Silent Knight - Masterplan 4/5
1. Prelude: Fear and tyranny
2. The curse of the black rose
4. Prophets of war
5. Silent apparitions (In the night)
6. Pay your dues
7. Evil is thy name
8. When the fallen angel flies
9. Dare to dream
Unbeknownst to many in the Northern Hemisphere, a traditional metal revolution is underway Down Under. The roster of acts from Australia/New Zealand churning out impressive offerings in the power/traditional/thrash metal space grows larger by the day it seems, including long-toiling warriors like Lord, Black Majesty, Pegazus and Ilium, but also a spate of talented younger entrants such as Taberah, Knightmare, Razorwyre, Empires of Eden and Soulforged. Add Perth’s Silent Knight to the list, and do so posthaste. The quintet have recently self-released their debut CD, ‘Masterplan’, and it’s an unbridled killer.
Led by guitarists/songwriters Stu McGill and Cameron Nicholas, Silent Knight have turned in an extraordinary debut effort that should be a blind purchase for aficionados of crunchy, melodic, riffy, mostly uptempo power/heavy metal. The most obvious signpost band is Iced Earth, and not just because McGill is wearing a ‘Night of the stormrider’ shirt in the booklet photos. Some of those galloping guitar parts are straight from the John Schaffer school of riff construction. But it would be misleading to lump Silent Knight in with the Iced Earth clones, because the Perthians (Perthites? Perthers? Perthetariats? Perthaholics?) have a more evolved sound that owes generally to the U.S. traditional/power style, but doesn’t sound exactly like anyone else. A big factor in that regard is vocalist Zoran Cunjack, who possesses a regal tone that reminds me of a cross between the late Michael Grant (Crescent Shield/Onward/Legend Maker) and Scott Stewart (Division). I’ll be honest: Initially, I thought Cunjack’s clear, high, but somewhat strained delivery didn’t fit Silent Knight’s music. By the 3rd spin of the CD, however, I couldn’t imagine anyone else fronting this band. Not everyone will love him, but the fact is that Zoran Cunjack adds character, depth and a unique flair to Silent Knight.

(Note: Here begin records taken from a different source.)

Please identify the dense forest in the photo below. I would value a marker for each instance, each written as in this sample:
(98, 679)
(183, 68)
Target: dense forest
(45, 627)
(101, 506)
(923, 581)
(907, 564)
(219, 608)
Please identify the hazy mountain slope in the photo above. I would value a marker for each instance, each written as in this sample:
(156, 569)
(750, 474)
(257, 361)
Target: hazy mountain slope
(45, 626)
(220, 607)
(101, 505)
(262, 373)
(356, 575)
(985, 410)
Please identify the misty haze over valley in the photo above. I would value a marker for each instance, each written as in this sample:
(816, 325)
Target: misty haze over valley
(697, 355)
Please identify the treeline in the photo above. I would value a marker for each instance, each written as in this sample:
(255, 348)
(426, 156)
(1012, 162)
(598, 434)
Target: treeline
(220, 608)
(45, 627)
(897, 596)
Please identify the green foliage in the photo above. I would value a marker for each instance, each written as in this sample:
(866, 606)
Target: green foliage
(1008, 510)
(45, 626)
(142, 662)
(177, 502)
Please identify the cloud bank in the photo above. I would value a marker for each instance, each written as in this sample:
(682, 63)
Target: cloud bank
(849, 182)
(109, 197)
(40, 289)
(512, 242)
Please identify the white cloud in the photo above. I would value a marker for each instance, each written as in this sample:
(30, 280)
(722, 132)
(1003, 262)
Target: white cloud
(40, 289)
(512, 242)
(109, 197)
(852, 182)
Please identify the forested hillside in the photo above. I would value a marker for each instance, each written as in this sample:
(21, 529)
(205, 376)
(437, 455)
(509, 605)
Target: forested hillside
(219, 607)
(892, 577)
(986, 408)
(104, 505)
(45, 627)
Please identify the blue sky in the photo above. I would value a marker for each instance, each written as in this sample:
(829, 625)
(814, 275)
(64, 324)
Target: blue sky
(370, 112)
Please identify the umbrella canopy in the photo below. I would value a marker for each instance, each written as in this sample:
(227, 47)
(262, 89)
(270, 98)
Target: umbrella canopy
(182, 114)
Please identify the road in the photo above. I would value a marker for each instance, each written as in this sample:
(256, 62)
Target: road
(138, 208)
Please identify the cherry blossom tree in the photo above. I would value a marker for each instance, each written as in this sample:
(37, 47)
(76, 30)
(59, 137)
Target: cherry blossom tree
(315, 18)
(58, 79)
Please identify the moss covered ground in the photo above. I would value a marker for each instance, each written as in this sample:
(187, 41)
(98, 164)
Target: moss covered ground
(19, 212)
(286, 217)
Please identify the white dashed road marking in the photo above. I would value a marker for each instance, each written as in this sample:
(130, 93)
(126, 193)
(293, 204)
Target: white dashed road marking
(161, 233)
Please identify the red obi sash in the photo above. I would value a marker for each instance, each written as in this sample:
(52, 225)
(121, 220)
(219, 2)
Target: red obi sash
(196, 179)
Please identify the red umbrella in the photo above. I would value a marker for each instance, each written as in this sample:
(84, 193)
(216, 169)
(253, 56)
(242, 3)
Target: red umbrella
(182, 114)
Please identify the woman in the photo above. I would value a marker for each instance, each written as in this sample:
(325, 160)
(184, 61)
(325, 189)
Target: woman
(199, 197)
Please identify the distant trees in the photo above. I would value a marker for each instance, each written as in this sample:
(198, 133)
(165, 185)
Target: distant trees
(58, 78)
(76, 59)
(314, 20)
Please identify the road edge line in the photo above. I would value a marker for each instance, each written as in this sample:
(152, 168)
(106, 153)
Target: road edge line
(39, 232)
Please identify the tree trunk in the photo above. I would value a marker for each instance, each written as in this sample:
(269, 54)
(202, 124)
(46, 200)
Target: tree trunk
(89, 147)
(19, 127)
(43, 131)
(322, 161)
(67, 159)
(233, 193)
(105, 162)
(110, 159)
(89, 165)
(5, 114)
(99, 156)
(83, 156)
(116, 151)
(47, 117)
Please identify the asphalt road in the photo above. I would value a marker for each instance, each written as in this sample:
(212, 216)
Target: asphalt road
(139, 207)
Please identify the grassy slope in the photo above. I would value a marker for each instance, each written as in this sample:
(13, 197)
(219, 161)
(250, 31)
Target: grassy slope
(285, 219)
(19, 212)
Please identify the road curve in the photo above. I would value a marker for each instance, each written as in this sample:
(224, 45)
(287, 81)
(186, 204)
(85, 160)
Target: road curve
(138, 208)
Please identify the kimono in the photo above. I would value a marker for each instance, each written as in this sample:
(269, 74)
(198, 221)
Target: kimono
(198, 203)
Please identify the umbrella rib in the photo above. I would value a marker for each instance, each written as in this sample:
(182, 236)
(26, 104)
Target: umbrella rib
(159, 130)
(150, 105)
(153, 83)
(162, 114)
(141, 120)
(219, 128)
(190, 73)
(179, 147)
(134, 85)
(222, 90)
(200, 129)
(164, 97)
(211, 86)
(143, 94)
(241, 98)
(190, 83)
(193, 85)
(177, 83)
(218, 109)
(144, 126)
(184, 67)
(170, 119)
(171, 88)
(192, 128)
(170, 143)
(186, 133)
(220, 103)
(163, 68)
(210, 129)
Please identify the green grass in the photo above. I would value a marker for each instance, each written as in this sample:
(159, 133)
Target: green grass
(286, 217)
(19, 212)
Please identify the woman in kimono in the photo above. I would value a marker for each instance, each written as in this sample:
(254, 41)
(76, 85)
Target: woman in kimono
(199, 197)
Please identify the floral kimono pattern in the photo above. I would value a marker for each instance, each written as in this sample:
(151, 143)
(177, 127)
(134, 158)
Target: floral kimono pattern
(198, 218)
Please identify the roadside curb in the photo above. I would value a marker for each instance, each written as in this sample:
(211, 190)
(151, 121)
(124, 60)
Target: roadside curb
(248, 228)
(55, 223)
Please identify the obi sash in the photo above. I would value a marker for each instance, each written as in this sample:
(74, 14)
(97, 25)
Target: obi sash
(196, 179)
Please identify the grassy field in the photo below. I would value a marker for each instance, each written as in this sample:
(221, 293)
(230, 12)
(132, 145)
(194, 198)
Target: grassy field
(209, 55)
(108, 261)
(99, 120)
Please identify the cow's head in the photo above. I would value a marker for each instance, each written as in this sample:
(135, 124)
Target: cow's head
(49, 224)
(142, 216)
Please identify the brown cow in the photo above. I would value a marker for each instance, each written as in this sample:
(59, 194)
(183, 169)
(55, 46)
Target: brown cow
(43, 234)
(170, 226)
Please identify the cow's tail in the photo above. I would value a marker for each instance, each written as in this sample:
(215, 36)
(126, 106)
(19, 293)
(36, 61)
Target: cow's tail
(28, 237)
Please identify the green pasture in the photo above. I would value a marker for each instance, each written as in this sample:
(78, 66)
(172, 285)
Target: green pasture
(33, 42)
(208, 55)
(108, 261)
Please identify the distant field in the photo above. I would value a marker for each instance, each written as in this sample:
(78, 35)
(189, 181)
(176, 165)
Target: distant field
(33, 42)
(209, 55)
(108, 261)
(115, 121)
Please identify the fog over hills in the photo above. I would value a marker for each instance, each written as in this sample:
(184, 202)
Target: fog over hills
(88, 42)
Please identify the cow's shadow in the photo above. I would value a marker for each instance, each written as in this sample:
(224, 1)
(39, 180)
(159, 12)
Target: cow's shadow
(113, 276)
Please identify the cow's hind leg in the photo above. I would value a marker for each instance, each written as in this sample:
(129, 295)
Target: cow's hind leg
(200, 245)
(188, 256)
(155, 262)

At the end of the day, as always, it’s about the songs, stupid. Fortunately, Silent Knight have delivered a batch of memorable, well-written tunes. For me, fast, galloping songs such as “Masterplan”, “Silent apparitions (In the night)” and “Evil is thy name” leaped out of the speakers immediately and grabbed me by the scruff of the neck, via both their fist-banging riffs and their massive choruses. Over time, however, some of the more subtle tracks worked their way into my soul. The midtempo march of “Pay your dues” (complete with “Heaven can wait” style “woah woah” audience sing-a-long part in the middle) is a bona fide smasher. And CD closer “Dare to dream” is an inspiring 7-minute epic with uplifting lyrics, a quiet beginning, a soaring chorus, and an Iron Maiden-style frantic instrumental section.
Everything on ‘Masterplan’ is so well-executed that you’d never guess this is a self-released debut. The performances are confident and powerful. The sound job is professional, balanced and clear (my only quibble being that the vocals sometimes are a tad too far out front in the mix). The songwriting is stellar. Distribution of this CD may be spotty outside of Australia, but it’s worth the necessary legwork to track down a copy. (I know the French distro of Inferno Records had some copies, or check www.silentknightband.com.) Silent Knight have come up with a winner with ‘Masterplan’. If McGill and Nicholas can sharpen the material just a bit more (a couple of songs don’t quite live up the high standards set by the others) and perhaps tweak the vocals a little, Silent Knight may soon be making so much noise that metalheads around the world have no choice but to sit up and take notice.